Dans une logique patrimoniale qui évolue avec l’augmentation de la longévité et les recompositions familiales, l’assurance-vie n’est plus seulement un outil d’épargne ou de prévoyance, mais devient un véritable instrument d’architecture familiale. Intégrée dans une stratégie de donation progressive, elle permet non seulement de transmettre efficacement, mais aussi de bâtir une vision patrimoniale sur plusieurs générations.
Dans ce contexte, l’assurance-vie s’impose comme un instrument à la fois souple, puissant et fiscalement optimisé, en particulier lorsqu’elle s’intègre dans une démarche de donation progressive.
L'assurance-vie : un véhicule patrimonial à géométrie variable
Souplesse contractuelle et liberté de désignation
L’assurance-vie permet une désignation libre des bénéficiaires, à tout moment et en dehors des règles strictes de la réserve héréditaire.
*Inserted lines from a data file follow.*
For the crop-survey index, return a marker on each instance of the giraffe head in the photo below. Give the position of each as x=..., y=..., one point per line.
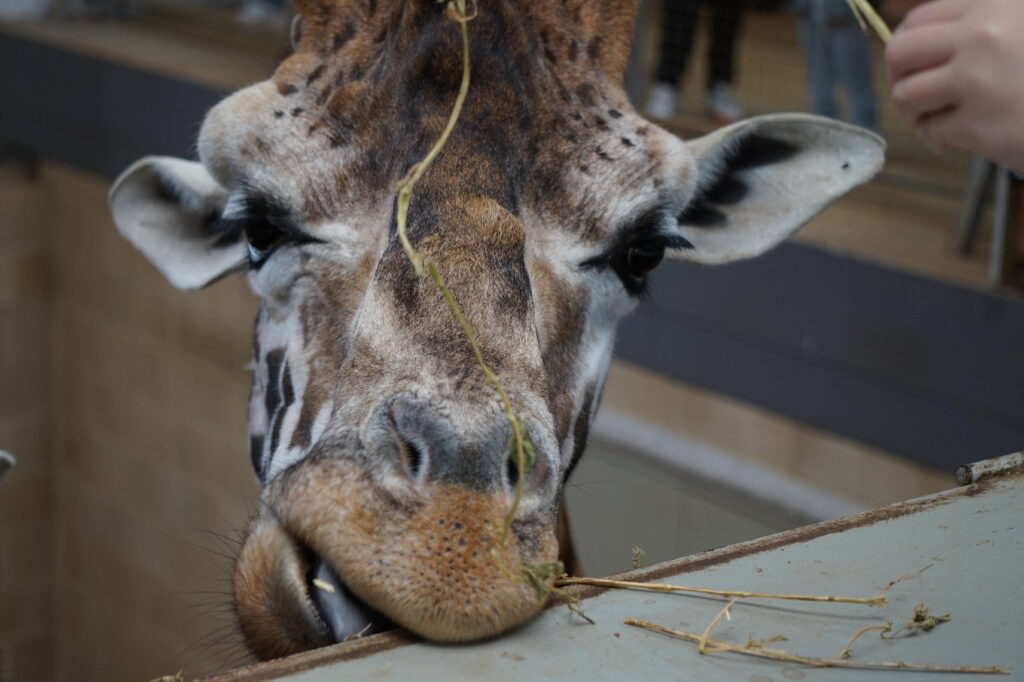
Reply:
x=385, y=460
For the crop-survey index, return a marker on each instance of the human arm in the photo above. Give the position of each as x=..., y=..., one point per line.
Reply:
x=956, y=71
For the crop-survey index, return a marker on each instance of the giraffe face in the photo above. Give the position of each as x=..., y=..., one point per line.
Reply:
x=386, y=460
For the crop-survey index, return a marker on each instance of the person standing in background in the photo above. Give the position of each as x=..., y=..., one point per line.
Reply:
x=679, y=23
x=837, y=51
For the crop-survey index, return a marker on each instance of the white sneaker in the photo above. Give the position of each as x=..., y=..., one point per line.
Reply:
x=662, y=102
x=722, y=105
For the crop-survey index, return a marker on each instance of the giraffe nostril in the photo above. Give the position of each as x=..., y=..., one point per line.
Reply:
x=512, y=470
x=412, y=457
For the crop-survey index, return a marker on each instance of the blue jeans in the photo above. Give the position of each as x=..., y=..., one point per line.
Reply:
x=837, y=52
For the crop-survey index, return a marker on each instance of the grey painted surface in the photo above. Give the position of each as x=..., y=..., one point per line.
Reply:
x=617, y=500
x=93, y=114
x=972, y=539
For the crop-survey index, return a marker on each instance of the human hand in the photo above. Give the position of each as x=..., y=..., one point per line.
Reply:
x=956, y=72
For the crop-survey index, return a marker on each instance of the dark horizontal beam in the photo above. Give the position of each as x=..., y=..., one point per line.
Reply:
x=911, y=365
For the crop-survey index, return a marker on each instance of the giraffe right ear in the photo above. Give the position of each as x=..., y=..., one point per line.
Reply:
x=168, y=209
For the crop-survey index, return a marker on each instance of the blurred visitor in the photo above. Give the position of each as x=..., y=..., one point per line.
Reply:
x=263, y=12
x=837, y=52
x=956, y=70
x=679, y=23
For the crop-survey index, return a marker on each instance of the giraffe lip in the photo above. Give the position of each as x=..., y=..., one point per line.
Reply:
x=344, y=614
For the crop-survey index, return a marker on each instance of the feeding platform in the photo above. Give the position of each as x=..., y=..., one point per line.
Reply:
x=958, y=552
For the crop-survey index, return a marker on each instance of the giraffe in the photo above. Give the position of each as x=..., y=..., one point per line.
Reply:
x=384, y=459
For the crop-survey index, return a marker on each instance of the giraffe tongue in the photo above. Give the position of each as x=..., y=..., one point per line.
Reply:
x=345, y=615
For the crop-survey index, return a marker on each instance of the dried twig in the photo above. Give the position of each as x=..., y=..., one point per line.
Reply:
x=899, y=580
x=775, y=654
x=863, y=10
x=718, y=619
x=845, y=651
x=922, y=621
x=655, y=587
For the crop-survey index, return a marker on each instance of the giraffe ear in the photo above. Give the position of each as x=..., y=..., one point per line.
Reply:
x=169, y=210
x=761, y=179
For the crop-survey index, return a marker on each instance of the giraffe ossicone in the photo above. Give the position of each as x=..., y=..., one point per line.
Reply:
x=385, y=460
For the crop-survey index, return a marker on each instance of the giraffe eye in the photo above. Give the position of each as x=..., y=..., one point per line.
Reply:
x=642, y=258
x=261, y=239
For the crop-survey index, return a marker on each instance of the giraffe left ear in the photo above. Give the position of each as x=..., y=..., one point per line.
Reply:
x=169, y=209
x=761, y=179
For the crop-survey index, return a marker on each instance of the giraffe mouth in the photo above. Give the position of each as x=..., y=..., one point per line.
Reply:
x=343, y=614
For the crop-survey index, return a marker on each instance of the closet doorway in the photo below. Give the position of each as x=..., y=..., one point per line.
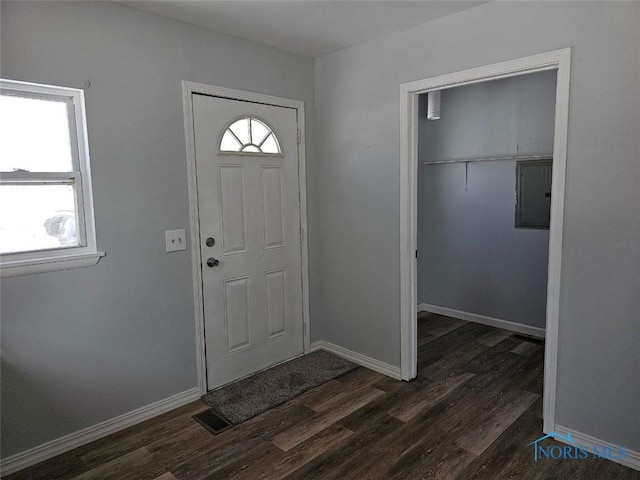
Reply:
x=558, y=61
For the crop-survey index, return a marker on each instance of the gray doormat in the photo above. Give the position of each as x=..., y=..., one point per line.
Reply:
x=244, y=399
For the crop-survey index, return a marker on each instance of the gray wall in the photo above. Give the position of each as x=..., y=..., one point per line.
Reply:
x=82, y=346
x=471, y=257
x=357, y=115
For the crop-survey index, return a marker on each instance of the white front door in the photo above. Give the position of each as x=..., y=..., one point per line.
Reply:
x=249, y=209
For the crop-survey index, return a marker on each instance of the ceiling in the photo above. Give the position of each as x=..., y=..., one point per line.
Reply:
x=306, y=27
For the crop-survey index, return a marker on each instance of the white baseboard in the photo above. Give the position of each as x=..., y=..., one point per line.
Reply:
x=473, y=317
x=355, y=357
x=632, y=460
x=82, y=437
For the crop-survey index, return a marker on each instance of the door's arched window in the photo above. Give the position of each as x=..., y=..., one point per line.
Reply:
x=251, y=136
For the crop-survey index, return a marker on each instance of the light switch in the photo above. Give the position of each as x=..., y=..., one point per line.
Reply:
x=175, y=240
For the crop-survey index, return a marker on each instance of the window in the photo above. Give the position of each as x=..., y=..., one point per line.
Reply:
x=533, y=193
x=46, y=207
x=250, y=136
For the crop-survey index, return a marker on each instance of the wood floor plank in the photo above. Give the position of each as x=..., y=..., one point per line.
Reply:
x=166, y=476
x=122, y=468
x=420, y=401
x=332, y=403
x=336, y=465
x=306, y=429
x=281, y=464
x=197, y=461
x=525, y=348
x=492, y=426
x=491, y=339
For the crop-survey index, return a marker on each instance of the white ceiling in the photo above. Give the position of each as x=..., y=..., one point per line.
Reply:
x=306, y=27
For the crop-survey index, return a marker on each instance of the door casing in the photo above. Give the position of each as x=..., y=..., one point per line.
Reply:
x=188, y=90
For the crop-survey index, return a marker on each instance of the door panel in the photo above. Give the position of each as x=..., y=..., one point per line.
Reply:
x=249, y=203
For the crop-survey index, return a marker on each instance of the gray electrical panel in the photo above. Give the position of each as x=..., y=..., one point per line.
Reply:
x=533, y=193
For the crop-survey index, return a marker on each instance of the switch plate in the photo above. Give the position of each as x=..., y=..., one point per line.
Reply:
x=175, y=240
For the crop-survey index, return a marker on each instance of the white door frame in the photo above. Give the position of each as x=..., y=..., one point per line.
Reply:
x=559, y=60
x=188, y=90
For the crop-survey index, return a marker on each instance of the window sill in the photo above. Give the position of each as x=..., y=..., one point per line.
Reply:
x=63, y=262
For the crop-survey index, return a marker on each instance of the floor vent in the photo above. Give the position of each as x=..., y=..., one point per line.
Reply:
x=528, y=338
x=212, y=422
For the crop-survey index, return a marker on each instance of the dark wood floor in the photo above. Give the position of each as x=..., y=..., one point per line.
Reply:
x=469, y=414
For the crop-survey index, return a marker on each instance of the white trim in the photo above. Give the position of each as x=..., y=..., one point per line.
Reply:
x=483, y=319
x=86, y=435
x=559, y=60
x=632, y=460
x=188, y=89
x=355, y=357
x=24, y=263
x=63, y=262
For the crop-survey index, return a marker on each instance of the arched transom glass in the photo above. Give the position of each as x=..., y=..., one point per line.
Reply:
x=250, y=135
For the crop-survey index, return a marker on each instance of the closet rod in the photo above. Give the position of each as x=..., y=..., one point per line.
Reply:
x=492, y=159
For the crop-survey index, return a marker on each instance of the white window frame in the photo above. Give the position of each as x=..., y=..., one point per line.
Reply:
x=86, y=253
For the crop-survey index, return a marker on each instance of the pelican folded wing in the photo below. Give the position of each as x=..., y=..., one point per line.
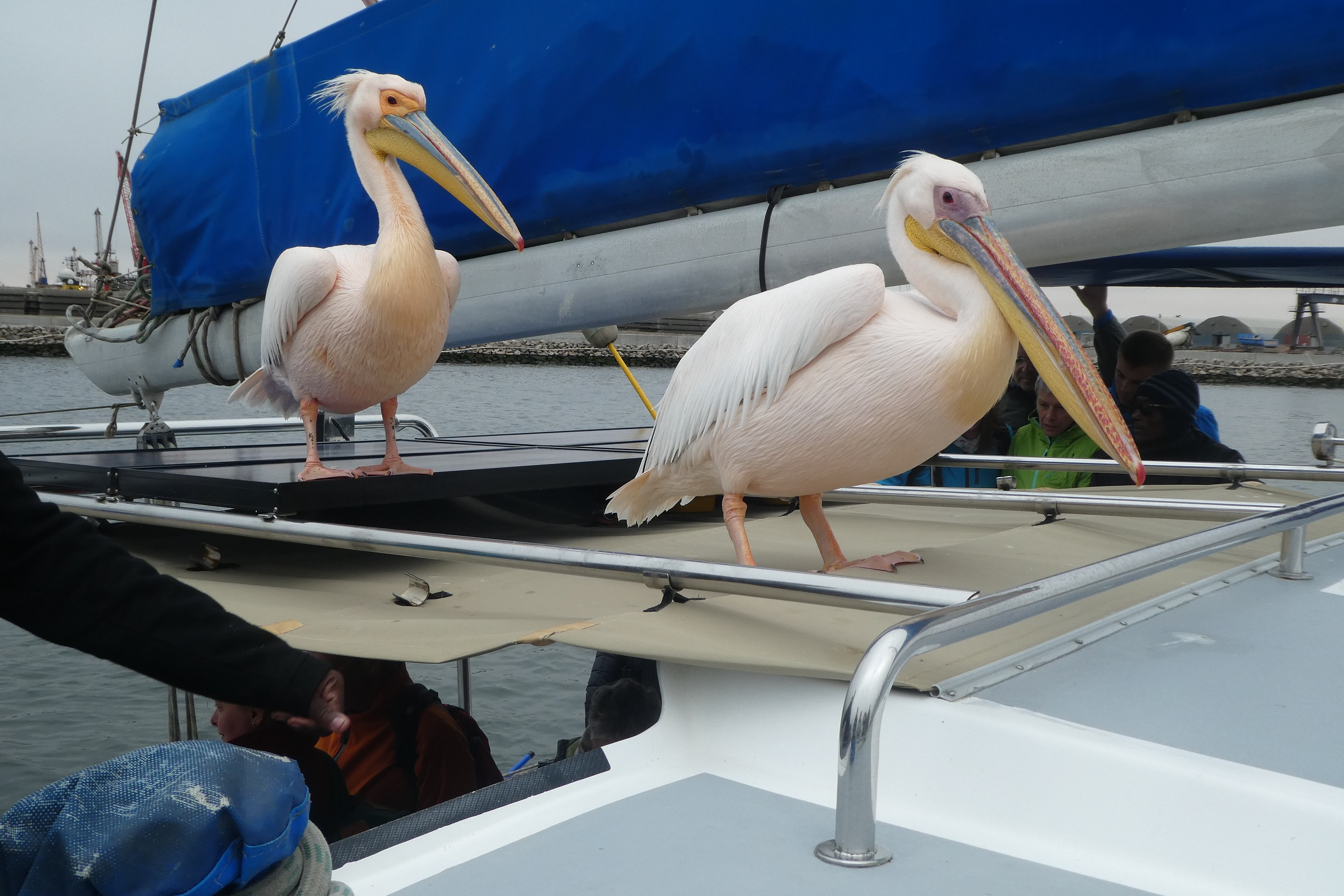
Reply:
x=757, y=344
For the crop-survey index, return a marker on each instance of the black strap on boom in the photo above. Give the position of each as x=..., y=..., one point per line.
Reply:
x=772, y=200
Notons d’ailleurs que ce placement ne fait pas partie de la succession à répartir entre les héritiers. Cette liberté rend possible la planification de transmissions ciblées, ajustables selon les besoins familiaux (enfants, petits-enfants, tiers).
Enveloppe fiscale avantageuse
Le contrat d’assurance-vie bénéficie d’une fiscalité allégée en cas de décès, notamment :
- l’exonération jusqu’à un certain plafond par bénéficiaire pour les versements effectués avant 70 ans (article 990 I du CGI)
- l’imposition réduite comparée aux droits de succession classiques.
Cela permet d’effectuer des donations différées mais fiscalement douces, en étalant les effets dans le temps.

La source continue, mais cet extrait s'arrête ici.